See the full pull request at https://github.com/freesurfer/freesurfer/pull/216/files
Complete example - mris_register's alignment code
mris_register has an alignment algorithm that implements the following pseudo-code
- A list of 3D vertices around the (0,0,0) origin, with an intensity at each vertex
- A 2D picture that is effectively the projection of a sphere onto a containing open-ended cylinder that is truncated
- The 3 angles, Alpha Beta and Gamma, that rotate the vertices so that their projection onto the cylinder from the origin has a intensities closest to those on the cylinder
The previous algorithm for finding the least (A,B,G)
For Alpha, Beta, and Gamma iterating stepping over a range of angles. Typically there are about 8x8x8 resulting (A,B,G) possibilities.
- rotate all vertices through the 3 angles
- project each in turn onto a sphere, then onto the 2D picture, and sum the differences of the vertex's intensity and the 2D picture's value
A rough estimate of the work per vertex per (A,B,G) possibility is
- A 3x3 * 3x1 matrix multiply to do the rotation
- 3 squares, a squareroot and three divides to do the projection onto the sphere
- Two trig functions to project into the picture
for a total of 12 muls, 3 divides and a sqrt, and 2 trig functions for each of 512 possible (A,B,G).
The new algorithm
A rough estimate of the work per vertex per (A,B,G) possibility is
Fetch the vertex x,y,z into dense vector.

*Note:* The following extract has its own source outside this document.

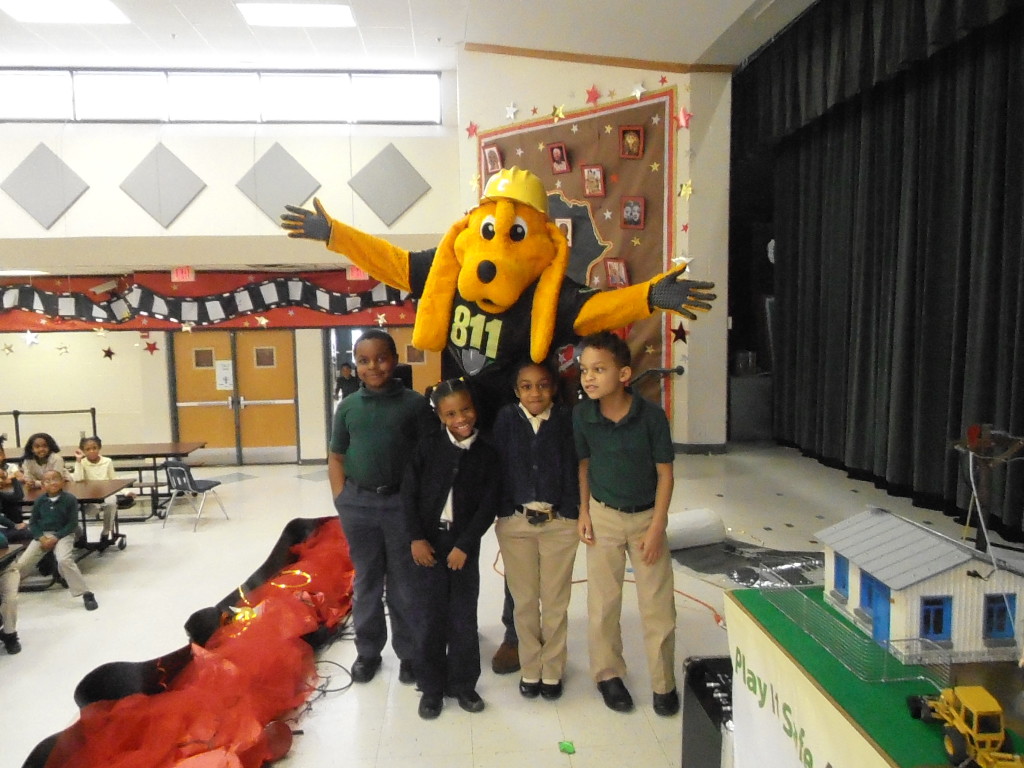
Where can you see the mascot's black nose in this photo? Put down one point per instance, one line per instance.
(486, 271)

This will save lots of memory accesses during the next steps, because each cache line fetched will be full of useful data. During this fetch, project them onto the sphere, because rotation will keep them on the sphere's surface. It is 3 muls, 1 divs (to get the inverse), 3 more muls (by the inverse, to do the div), and a sqrt. It replaces the old code doing these for each (A,B,G) possibility.

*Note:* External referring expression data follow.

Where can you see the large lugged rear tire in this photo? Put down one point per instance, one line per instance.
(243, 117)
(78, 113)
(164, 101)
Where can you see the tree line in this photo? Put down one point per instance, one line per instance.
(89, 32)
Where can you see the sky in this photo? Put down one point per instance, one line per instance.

For each Gamma, rotate the x,y,z vertices into a second temp data set. This rotation is a 2x2 * 2x1 matrix multiply, and has to be done only 8 times.
For each Gamma, for each Beta, rotate the second temp data set to get a third temp data set. This rotation is a 2x2 * 2x1 matrix multiply, and has to be done only 8x8 times.
Project this point onto the 2D image with the first of the Alpha's. Because the alpha rotation of the sphere is around the axis of the cylinder, the various alpha rotations hit points in a line parallel to the edge of the image, and hence no projection is required, just an addition. This projection is two trig functions but done only 8x8 times.
The result is each vertex gets 6 mul, 1 div, 1 sqrt + 8 lots of 4 muls + 64 lots of 4 muls + 64 lots of two trig functions = about 300 muls + 1 sqrt + 128 trig functions. Compare this to the old code's 6000 muls, 512 sqrt's, 1536 sqrts, and 1024 trig functions, and it is easy to see why the new code takes much less time to execute.
Refining the (A,B,G)
The old algorithm tried one grid around the initial (A,B,G) angle, found the lowest point on this grid, and repeated the search over a tighter grid around this point.
The new algorithm refines this, to reuse some of the points on the wider grid on the tighter grid, and thus not have to recalculate them. Basically each tighter grid shares about 1/8th of its points with the previous grid, for about a 12% saving in execution time.